Optiboot Modification: Auto-detect UART

Hi All,

My project requires that I be able to program my boards from both UART0 and UART1. I know that Optiboot allows me to specify which of these to use, but I do not think it will monitor multiple and auto-select whichever one it first receives serial data from. Is there an easy way to implement this?

I did attempt to implement it with the following changes:

  1. Add new definitions for 'SECONDARY_UART' in pins_def.h
  2. Add code to monitor both secondary and primary uart
  3. Store which UART received the first STK_GET_PARAMETER in a global variable
  4. Use the global variable to only send/receive from the selected UART for future communication

However, when programming on UART0 avrdude freezes just after it starts writing flash with the error:

avrdude.exe: stk500_paged_write(): (a) protocol error, expect=0x14, resp=0x64

I've attached the code. Any advice would be greatly appreciated!

Thanks!

Josh

optiboot.c (31.9 KB)

pin_defs.h (17.1 KB)

Does your board work reliably with a UART0-only bootloader? There have been some "issues" with that.

Hi westfw,

Thanks for the reply. I have had no issues with the UART0-only bootloader on my Atmega1280. I did go back and incrementally make changes to the UART0-only bootloader, testing after each change.
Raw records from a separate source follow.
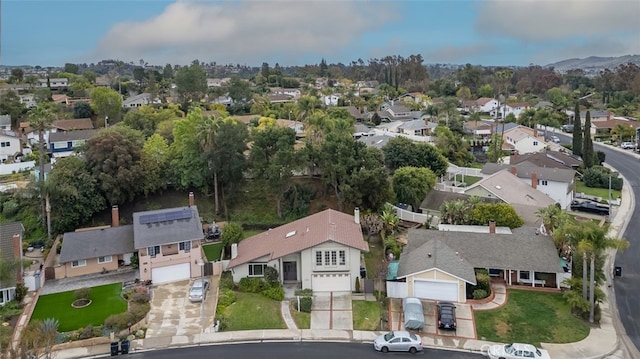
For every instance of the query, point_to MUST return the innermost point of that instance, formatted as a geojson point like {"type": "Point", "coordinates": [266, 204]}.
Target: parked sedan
{"type": "Point", "coordinates": [517, 351]}
{"type": "Point", "coordinates": [198, 290]}
{"type": "Point", "coordinates": [398, 341]}
{"type": "Point", "coordinates": [447, 316]}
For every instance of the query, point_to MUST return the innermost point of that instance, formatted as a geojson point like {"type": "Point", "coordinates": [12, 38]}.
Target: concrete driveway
{"type": "Point", "coordinates": [173, 314]}
{"type": "Point", "coordinates": [464, 318]}
{"type": "Point", "coordinates": [332, 310]}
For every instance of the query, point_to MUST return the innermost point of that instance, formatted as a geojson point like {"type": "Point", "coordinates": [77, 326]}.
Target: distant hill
{"type": "Point", "coordinates": [594, 63]}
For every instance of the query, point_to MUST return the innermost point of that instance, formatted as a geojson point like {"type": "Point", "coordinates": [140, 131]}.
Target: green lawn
{"type": "Point", "coordinates": [253, 311]}
{"type": "Point", "coordinates": [366, 314]}
{"type": "Point", "coordinates": [105, 299]}
{"type": "Point", "coordinates": [213, 251]}
{"type": "Point", "coordinates": [531, 317]}
{"type": "Point", "coordinates": [302, 319]}
{"type": "Point", "coordinates": [599, 192]}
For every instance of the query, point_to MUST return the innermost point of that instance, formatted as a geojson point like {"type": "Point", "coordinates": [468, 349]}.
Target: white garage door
{"type": "Point", "coordinates": [331, 282]}
{"type": "Point", "coordinates": [171, 273]}
{"type": "Point", "coordinates": [435, 290]}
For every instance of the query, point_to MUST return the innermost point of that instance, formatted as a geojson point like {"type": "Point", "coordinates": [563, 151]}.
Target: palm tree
{"type": "Point", "coordinates": [41, 118]}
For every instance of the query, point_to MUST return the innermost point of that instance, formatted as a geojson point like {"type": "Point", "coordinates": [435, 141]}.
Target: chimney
{"type": "Point", "coordinates": [115, 216]}
{"type": "Point", "coordinates": [17, 254]}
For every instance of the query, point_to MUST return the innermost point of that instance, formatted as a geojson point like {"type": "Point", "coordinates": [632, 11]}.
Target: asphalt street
{"type": "Point", "coordinates": [294, 350]}
{"type": "Point", "coordinates": [627, 290]}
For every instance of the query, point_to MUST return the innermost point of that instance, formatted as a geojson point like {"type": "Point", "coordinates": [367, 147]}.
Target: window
{"type": "Point", "coordinates": [78, 263]}
{"type": "Point", "coordinates": [257, 269]}
{"type": "Point", "coordinates": [185, 246]}
{"type": "Point", "coordinates": [153, 251]}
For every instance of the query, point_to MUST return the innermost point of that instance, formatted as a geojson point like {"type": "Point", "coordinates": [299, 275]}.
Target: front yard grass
{"type": "Point", "coordinates": [366, 314]}
{"type": "Point", "coordinates": [531, 317]}
{"type": "Point", "coordinates": [598, 192]}
{"type": "Point", "coordinates": [253, 311]}
{"type": "Point", "coordinates": [213, 251]}
{"type": "Point", "coordinates": [105, 301]}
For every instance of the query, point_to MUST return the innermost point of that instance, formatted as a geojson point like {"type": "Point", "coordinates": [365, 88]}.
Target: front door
{"type": "Point", "coordinates": [289, 271]}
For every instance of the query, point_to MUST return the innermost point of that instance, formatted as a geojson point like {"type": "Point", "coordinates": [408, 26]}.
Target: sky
{"type": "Point", "coordinates": [250, 32]}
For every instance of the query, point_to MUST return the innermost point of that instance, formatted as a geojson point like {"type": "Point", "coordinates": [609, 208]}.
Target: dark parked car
{"type": "Point", "coordinates": [590, 207]}
{"type": "Point", "coordinates": [447, 316]}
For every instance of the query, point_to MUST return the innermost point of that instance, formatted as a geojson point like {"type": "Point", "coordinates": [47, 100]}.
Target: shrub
{"type": "Point", "coordinates": [251, 285]}
{"type": "Point", "coordinates": [82, 293]}
{"type": "Point", "coordinates": [480, 294]}
{"type": "Point", "coordinates": [226, 297]}
{"type": "Point", "coordinates": [275, 293]}
{"type": "Point", "coordinates": [226, 280]}
{"type": "Point", "coordinates": [305, 304]}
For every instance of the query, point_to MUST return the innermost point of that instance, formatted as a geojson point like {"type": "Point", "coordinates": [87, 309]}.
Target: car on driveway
{"type": "Point", "coordinates": [516, 351]}
{"type": "Point", "coordinates": [198, 290]}
{"type": "Point", "coordinates": [447, 316]}
{"type": "Point", "coordinates": [398, 341]}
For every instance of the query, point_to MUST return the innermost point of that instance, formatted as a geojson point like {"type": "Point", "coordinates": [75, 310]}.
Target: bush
{"type": "Point", "coordinates": [226, 297]}
{"type": "Point", "coordinates": [251, 285]}
{"type": "Point", "coordinates": [275, 293]}
{"type": "Point", "coordinates": [226, 280]}
{"type": "Point", "coordinates": [480, 294]}
{"type": "Point", "coordinates": [305, 304]}
{"type": "Point", "coordinates": [82, 293]}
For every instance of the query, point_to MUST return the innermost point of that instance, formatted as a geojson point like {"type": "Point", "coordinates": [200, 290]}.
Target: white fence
{"type": "Point", "coordinates": [9, 168]}
{"type": "Point", "coordinates": [397, 289]}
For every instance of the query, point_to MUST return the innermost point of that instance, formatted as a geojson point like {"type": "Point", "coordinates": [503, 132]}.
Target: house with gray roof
{"type": "Point", "coordinates": [95, 250]}
{"type": "Point", "coordinates": [438, 265]}
{"type": "Point", "coordinates": [11, 235]}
It looks like the first error I encounter is when I add the global:

uint8_t selectedUart;

Once this is added, I find that new sketches appear to be fully written without an error, but during the verification, avrdude throws an error stating that the sketch on the board does not match the sketch on the computer starting at byte 0x200. Does any other setting need to be changed when I add a global to the bootloader? Any other ideas/suggestions for how to have it monitor UART0 and UART1?

Thanks again,

Josh

when I add the global:
uint8_t selectedUart;

Ah hah. You probably can't add globals, because optiboot does it's own memory allocation (so that it can leave out all of the variable initialization stuff.) See the code here:

/* C zero initialises all global variables. However, that requires */
/* These definitions are NOT zero initialised, but that doesn't matter */
/* This allows us to drop the zero init code, saving us memory */
#define buff    ((uint8_t*)(RAMSTART))
#ifdef VIRTUAL_BOOT_PARTITION
#define rstVect (*(uint16_t*)(RAMSTART+SPM_PAGESIZE*2+4))
#define wdtVect (*(uint16_t*)(RAMSTART+SPM_PAGESIZE*2+6))
#endif

And add something like:

#define selectedUart (*(uint8_t*)(RAMSTART+SPM+PAGESIZE*2+8))

That did the trick and I can now upload via UART0. I will start testing secondary UART later today. Thanks for your help and all of your work on optiboot.